Monday, November 17, 2008

Clarity at last!


I got a chance to head to our nation's capital this past weekend to catch up with an old friend. I had an amazing trip. I caught up with my friend Jessica from college. We spent a lot of time trying to remember when the last time that we actually had a chance to physically see each other and decided that it was more years ago than either of us were willing to admit. However, we were able to catch up and I got to see a lot of the city while I was there.


I had only been to DC once before ten years ago when I was applying for general surgery residency. I had a brief sleet filled layover that allowed me to see basically none of the city. The Washington Monument was under renovation at the time and completely covered in scaffolding. We also got lost and couldn't even find our way past the White House. Jessica made sure that I was able to catch up on all the Monuments and the White House. I should also point out that she is 34 weeks pregnant, suffering from pre-term labor and has issues with a fibroid that she has named frank. Despite all of this she allowed me to drag her all over the city she grew up in seeing things that she has seen her entire life. Now that is what I call a good friend.



I could continue to regale you with the details of my fantastic weekend, and would be happy to at a later date, but the most exciting decision that came out of this weekend involves my future.

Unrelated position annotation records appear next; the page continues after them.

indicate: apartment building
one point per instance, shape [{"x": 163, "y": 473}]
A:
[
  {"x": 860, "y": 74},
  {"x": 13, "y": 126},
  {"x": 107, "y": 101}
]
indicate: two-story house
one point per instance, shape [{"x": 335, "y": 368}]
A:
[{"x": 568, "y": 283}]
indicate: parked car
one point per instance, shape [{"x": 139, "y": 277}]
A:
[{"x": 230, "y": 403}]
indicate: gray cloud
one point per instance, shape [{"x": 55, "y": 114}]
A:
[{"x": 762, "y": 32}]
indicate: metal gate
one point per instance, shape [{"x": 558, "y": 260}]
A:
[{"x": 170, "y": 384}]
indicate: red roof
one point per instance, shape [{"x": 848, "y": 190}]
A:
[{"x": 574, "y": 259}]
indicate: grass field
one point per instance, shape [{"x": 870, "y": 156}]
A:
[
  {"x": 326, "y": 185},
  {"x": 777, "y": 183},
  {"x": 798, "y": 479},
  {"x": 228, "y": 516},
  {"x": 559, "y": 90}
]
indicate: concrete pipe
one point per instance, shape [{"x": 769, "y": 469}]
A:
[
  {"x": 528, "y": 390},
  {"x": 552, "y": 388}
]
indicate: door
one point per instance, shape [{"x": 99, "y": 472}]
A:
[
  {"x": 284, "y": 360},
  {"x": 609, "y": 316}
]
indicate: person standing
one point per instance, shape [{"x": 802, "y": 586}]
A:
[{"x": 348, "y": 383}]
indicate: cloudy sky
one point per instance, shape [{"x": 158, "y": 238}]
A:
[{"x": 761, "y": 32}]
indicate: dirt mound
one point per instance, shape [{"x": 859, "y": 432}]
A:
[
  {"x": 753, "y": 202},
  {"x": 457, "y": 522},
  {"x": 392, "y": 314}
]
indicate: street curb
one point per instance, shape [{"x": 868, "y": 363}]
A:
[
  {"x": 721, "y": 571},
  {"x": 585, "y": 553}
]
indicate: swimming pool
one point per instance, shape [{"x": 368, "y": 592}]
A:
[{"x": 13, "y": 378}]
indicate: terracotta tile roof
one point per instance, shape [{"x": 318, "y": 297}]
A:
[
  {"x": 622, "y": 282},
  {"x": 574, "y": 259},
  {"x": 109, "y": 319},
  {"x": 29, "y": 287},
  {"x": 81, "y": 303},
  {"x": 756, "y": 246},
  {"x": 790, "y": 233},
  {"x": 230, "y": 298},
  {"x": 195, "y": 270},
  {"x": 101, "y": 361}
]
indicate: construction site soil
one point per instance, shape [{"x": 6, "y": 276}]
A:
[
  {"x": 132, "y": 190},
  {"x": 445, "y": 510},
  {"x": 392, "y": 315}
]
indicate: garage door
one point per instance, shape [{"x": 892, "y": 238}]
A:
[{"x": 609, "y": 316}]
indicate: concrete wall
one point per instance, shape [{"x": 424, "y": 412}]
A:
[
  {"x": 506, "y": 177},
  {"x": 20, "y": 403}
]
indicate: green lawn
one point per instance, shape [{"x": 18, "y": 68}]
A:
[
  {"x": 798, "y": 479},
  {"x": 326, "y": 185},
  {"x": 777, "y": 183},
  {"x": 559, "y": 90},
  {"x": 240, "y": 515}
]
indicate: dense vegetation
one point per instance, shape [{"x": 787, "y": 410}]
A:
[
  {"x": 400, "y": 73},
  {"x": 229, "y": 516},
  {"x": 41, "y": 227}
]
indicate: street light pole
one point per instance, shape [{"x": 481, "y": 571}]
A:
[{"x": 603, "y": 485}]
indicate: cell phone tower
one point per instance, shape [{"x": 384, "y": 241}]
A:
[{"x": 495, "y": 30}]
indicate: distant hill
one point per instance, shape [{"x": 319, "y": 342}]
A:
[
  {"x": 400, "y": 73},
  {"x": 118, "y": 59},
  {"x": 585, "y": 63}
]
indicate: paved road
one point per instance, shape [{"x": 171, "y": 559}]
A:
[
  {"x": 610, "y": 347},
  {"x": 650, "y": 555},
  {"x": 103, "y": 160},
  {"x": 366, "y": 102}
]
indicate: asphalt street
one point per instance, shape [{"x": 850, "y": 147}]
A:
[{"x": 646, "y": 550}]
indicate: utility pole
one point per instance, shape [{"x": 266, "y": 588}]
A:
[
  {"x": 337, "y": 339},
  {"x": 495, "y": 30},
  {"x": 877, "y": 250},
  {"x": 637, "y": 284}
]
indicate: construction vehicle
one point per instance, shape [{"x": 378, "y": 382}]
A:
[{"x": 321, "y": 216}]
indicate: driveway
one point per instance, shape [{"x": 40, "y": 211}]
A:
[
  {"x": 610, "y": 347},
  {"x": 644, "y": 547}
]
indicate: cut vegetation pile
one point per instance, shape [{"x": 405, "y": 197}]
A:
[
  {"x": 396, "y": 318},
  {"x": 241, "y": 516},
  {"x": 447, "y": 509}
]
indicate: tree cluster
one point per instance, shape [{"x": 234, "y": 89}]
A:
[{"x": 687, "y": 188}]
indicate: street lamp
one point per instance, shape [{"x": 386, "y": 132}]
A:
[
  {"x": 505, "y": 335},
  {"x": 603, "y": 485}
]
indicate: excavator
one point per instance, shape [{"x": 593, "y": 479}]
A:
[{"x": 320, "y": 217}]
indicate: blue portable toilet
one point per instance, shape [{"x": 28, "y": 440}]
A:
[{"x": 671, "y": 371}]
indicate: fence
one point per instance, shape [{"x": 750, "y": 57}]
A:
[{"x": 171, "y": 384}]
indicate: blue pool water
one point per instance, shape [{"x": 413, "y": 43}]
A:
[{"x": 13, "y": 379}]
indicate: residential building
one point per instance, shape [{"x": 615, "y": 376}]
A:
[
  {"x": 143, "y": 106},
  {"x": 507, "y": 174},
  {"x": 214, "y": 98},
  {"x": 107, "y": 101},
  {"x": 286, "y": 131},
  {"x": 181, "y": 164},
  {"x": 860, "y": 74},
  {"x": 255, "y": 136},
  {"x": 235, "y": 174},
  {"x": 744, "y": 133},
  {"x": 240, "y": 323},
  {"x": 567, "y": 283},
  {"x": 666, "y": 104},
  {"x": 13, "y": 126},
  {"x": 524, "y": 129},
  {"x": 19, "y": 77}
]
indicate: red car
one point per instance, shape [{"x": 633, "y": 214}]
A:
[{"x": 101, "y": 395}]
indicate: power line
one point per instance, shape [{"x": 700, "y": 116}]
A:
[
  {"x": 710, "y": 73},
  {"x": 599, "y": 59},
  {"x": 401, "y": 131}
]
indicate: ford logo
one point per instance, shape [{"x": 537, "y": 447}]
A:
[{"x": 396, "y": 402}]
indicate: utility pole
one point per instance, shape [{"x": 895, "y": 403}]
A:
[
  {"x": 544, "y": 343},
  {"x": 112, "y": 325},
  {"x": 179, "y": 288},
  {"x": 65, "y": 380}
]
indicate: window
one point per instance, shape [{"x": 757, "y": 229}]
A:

As I have complained about before, it is time for me to start applying for jobs. The real kind. I have had some issue with deciding first and foremost where I wanted to live. I have been giving serious thought as to where I can see myself in 10 years. I know that you don't have to keep your first job forever, but I want that option.




I had decided already on the East coast - that is my comfort zone and personality. However, it involves a fairly large piece of real estate. As I was touring the DC area this weekend, I realized that I REALLY liked it there. This got me truly soul searching as to what I want in a place to live. Now in a perfect world, I could pick a place and then magically transport all of my friends there to live. Unfortunately, I haven't lived in a perfect world in quite some time. I decided that while proximity to friends and family are important, I need to look beyond to location and type of practice. Friends and family move - mine more than most. I need to make sure that I really like where I live.


So I made a list of things that I want in my future city. The first thing on my list is just that - A City. I grew up in the middle of nowhere. (Literally my street address is Nowhere Road). It was an amazing way to grow up with lots of freedom and safety, but not what I want as an adult. I am a city girl at heart. It doesn't have to be 1 million people, but urban I want. Secondly, I want seasons. I will always be a Georgia girl - that is where I was born and probably where I will retire. I want something else in the middle. As much as I hate winter - I like the things that winter allows - namely fall and spring. Third, access to water. It doesn't have to be outside my back door, but needs to be a relatively short drive away - I prefer salty by the way. Fourth, driving distance from my parents. My parents don't like to fly. I want to be close enough that they can get into the car and come visit me without it being a two day drive.

With the above qualifications, I have now narrowed my job search. I am finally excited about the whole prospect instead of filled with incredible dread. I am still nervous and stressed of course, but I really see no way around that aspect. Oh - guess I should tell you guys what I have decided. I have decided to look for jobs in Washington DC, Maryland, Virginia, North Carolina and Tennessee. I don't want to limit myself more than that right away - thoracic jobs though getting better are still a little hard to come by. I am still trying to make the Private Practice vs Academic decision so have decided to apply for both to see what is out there. The search has begun in earnest - wish me luck and please forgive my stressful grumpy ramblings over the course of the next several months.